## Why Multi-Head Latent Attention?

So the main reason for using multi-head latent attention is to reduce the size required to cache the key and value vectors
or we say the KV cache size

### Why is KV cache size important to reduce ?

The KV cache size is important to reduce because it directly affects the memory usage of the model. A larger KV cache size means more memory is required to store the key and value vectors, which can lead to higher memory costs and potential out-of-memory errors. By reducing the KV cache size, we can optimize memory usage and improve the overall efficiency of the model.

#### Why to even store them ?

The key and value vectors are stored in the cache to avoid redundant calculations during the attention process.
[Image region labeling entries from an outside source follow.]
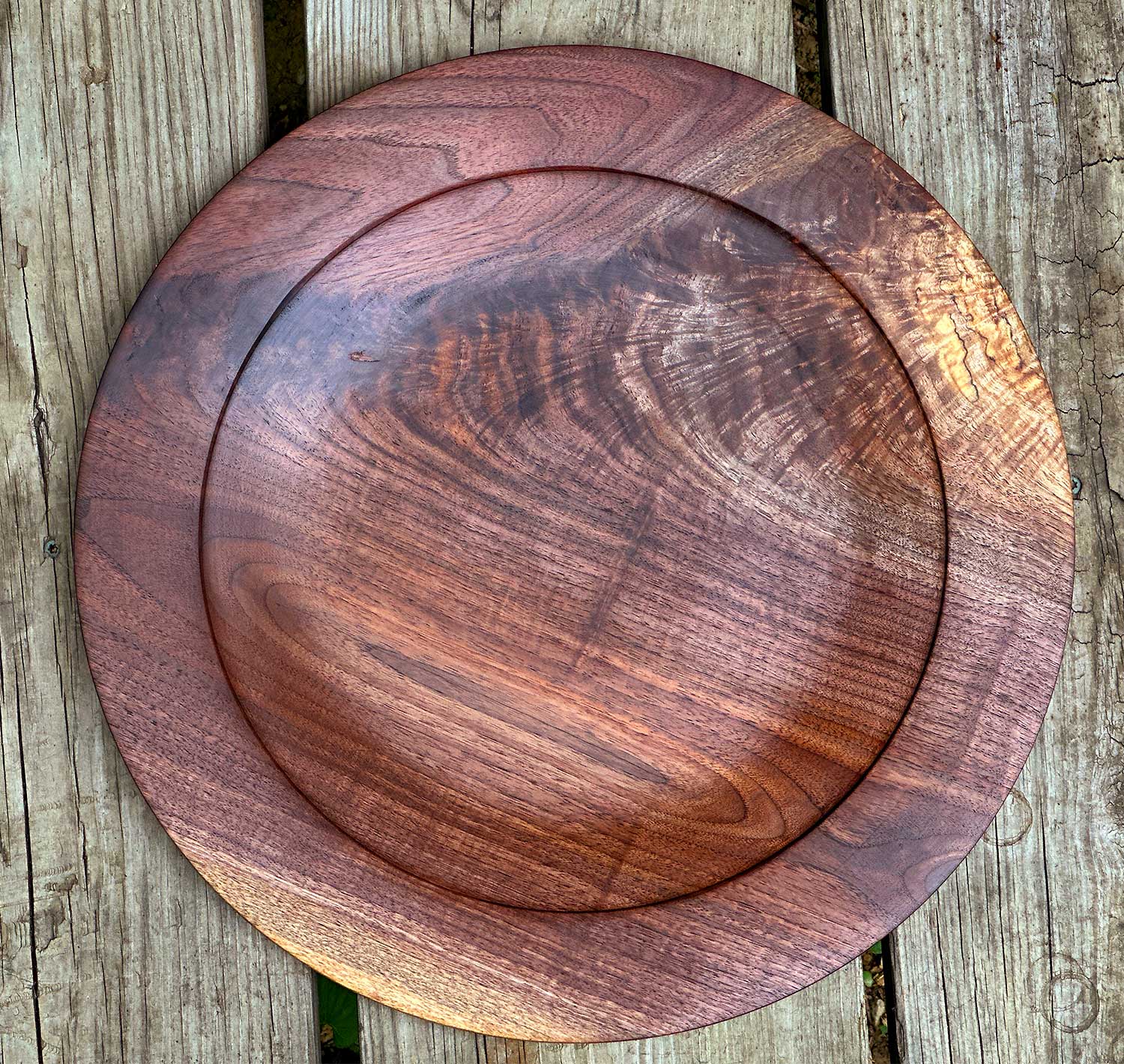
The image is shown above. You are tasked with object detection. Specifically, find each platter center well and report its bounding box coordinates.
[202,171,944,910]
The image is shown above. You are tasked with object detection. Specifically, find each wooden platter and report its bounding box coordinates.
[76,47,1074,1042]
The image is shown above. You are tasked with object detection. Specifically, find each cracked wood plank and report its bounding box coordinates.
[305,0,796,115]
[829,0,1124,1064]
[306,0,870,1064]
[0,0,316,1064]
When the same input is processed multiple times, the key and value vectors can be reused, which can improve performance and reduce memory usage.

#### How does mutli-head latent attention help in reducing the KV cache size ?

In mutli-head latent attention, we use latent variables to represent the key and value vectors, which can be computed once and reused for multiple tokens. This reduces the size of the KV cache required to store the key and value vectors for each token.


How does it plays out ?

Let's say our input matrix is of shape [2,768] i.e. 2 tokens and 768 dimensions (embeddings)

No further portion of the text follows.